Napoli a vela: una passione lunga secoli

A Napoli, il mare non è solo orizzonte: è competizione, sfida, arte del navigare.
La vela è parte integrante del carattere della città, da secoli cullata dal Golfo e spinta dal vento del Mediterraneo.

Regata sul Golfo

Dal passato

Già nel Settecento, i velieri affollavano il porto borbonico, testimoniando il dinamismo commerciale e marinaro della capitale del Regno.
Ma è nell’Ottocento che la vela assume anche un volto sportivo: nascono i primi circoli nautici cittadini, come il leggendario Reale Yacht Club Canottieri Savoia, fondato nel 1893.
È tra i più antichi d’Italia, e tuttora cuore pulsante della vela napoletana.

Circolo Canottieri Napoli
Circolo Canottieri Napoli

Ai giorni nostri

Oggi la tradizione continua: regate amatoriali, competizioni internazionali, scuole vela per bambini, campionati invernali e trofei storici punteggiano il calendario degli appassionati. Sul lungomare, tra Mergellina e Santa Lucia, ogni giorno è possibile scorgere vele bianche che fendono il blu, accompagnate dal ritmo lento del vento.

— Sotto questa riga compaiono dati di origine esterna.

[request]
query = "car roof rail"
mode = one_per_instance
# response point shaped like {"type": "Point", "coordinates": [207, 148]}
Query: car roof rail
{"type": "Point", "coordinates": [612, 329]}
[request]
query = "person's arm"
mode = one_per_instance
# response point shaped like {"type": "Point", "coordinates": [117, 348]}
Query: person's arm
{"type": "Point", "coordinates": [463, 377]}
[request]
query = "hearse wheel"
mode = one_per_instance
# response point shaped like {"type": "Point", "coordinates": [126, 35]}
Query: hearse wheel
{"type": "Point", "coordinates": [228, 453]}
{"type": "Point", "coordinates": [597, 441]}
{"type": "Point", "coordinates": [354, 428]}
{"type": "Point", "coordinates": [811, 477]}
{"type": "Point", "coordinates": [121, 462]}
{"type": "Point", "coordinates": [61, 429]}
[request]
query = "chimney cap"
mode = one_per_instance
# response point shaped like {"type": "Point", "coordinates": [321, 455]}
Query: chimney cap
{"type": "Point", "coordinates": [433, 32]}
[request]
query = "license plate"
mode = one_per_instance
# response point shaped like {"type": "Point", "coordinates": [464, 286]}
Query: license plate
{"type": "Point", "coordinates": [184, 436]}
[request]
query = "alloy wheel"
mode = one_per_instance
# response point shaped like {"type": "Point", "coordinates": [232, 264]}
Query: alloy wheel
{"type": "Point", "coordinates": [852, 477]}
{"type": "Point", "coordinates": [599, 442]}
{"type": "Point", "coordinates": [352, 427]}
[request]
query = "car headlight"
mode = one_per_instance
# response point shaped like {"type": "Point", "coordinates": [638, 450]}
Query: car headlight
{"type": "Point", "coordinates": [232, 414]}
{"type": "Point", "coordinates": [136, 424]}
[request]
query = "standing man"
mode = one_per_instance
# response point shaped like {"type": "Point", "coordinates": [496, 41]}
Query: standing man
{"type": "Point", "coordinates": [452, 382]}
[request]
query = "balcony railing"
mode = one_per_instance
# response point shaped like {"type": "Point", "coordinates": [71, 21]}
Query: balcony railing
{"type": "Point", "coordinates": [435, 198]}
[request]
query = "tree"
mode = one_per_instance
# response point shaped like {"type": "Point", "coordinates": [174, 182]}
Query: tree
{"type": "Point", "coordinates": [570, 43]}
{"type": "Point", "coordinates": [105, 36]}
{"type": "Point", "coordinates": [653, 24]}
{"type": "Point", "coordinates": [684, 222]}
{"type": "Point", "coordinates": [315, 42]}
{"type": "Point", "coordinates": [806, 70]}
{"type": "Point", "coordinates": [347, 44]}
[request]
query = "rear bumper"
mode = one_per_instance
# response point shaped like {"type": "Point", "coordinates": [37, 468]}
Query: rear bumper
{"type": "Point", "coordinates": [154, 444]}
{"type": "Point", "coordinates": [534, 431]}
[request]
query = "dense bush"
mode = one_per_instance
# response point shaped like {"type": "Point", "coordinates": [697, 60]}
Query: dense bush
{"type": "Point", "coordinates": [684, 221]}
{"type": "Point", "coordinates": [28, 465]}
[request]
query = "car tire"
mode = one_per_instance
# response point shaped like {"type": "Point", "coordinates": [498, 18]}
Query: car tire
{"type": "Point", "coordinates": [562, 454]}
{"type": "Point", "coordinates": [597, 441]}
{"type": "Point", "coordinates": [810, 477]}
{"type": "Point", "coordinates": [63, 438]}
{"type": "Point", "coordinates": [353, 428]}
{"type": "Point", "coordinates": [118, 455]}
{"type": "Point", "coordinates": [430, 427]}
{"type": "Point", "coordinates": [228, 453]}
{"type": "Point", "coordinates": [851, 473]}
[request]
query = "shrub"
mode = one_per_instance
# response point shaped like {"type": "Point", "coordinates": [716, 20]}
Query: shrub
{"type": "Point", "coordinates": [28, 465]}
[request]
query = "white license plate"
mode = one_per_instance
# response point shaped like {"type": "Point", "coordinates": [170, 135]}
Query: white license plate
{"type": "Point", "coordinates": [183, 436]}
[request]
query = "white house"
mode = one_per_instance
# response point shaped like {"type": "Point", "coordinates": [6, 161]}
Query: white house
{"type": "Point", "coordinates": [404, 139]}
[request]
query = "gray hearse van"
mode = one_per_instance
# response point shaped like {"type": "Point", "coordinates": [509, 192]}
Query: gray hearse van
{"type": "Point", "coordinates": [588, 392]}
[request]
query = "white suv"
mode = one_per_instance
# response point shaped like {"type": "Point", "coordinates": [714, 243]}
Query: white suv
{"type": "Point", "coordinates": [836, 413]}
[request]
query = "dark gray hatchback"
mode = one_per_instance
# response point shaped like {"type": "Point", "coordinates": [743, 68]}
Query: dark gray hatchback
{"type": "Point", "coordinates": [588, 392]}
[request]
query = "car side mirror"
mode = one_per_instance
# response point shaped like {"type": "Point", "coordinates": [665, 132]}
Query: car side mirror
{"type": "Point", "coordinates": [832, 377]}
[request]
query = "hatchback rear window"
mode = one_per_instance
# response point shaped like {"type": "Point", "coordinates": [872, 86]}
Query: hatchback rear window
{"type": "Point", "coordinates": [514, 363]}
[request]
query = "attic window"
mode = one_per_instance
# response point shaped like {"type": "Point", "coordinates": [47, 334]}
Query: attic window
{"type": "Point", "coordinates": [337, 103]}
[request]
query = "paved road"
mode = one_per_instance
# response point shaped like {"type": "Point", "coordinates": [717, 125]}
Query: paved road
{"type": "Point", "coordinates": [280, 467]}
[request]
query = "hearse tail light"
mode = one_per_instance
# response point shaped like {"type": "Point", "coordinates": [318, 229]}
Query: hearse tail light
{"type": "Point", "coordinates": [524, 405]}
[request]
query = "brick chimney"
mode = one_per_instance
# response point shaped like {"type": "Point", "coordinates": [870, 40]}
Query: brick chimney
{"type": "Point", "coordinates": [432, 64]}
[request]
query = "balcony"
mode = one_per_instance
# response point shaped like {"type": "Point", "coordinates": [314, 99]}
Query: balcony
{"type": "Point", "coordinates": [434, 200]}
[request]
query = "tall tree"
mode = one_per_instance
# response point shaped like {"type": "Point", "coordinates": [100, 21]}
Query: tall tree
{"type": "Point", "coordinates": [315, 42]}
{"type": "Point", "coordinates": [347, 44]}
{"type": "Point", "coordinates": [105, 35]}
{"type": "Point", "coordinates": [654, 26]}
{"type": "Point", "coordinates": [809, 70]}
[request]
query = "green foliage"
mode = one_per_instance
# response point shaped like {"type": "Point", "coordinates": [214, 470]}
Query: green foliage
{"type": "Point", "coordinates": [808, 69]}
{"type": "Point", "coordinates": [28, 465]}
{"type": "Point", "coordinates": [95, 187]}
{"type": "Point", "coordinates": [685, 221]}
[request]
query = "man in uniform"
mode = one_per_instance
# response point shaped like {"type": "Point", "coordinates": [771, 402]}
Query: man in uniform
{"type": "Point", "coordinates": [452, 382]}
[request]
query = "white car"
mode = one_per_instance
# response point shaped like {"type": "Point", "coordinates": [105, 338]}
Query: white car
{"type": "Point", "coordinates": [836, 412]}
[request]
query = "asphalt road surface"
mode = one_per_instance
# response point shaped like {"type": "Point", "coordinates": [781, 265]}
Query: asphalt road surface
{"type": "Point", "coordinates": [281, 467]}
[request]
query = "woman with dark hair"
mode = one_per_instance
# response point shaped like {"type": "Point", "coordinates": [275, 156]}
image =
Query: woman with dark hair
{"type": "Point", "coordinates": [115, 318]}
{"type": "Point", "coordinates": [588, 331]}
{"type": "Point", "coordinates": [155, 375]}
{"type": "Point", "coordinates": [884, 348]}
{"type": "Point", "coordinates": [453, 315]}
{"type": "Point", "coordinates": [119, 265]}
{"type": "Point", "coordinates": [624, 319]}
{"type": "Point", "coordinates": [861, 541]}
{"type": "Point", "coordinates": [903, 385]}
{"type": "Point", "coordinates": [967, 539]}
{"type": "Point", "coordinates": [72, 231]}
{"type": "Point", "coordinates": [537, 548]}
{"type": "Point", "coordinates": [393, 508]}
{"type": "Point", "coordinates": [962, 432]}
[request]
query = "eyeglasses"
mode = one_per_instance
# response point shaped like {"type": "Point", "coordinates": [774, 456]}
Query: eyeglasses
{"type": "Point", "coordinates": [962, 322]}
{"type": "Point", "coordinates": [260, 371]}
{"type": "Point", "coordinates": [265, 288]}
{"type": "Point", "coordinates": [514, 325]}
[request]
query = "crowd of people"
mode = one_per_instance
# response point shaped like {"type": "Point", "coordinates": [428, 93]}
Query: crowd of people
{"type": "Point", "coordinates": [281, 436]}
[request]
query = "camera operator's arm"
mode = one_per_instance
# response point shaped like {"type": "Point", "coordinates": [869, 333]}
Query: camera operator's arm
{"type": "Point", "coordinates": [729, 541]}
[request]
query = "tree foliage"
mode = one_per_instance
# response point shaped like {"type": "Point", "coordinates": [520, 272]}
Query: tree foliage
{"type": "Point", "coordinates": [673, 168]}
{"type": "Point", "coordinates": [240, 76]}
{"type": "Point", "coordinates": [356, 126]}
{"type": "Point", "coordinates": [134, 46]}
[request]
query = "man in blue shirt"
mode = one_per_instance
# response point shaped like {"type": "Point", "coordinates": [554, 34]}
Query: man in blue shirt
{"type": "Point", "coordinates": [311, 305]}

Ma a Napoli la vela è anche cultura. È nel lessico dei pescatori, nei canti del mare, nei racconti dei vecchi moli. È un modo di stare al mondo, sospesi tra tecnica e poesia.

E mentre la città si prepara a ospitare nuovamente il più importante evento velico del mondo, la America’s Cup 2027, questa passione antica si rinnova, pronta a mostrarsi al mondo con l’orgoglio e l’eleganza di sempre.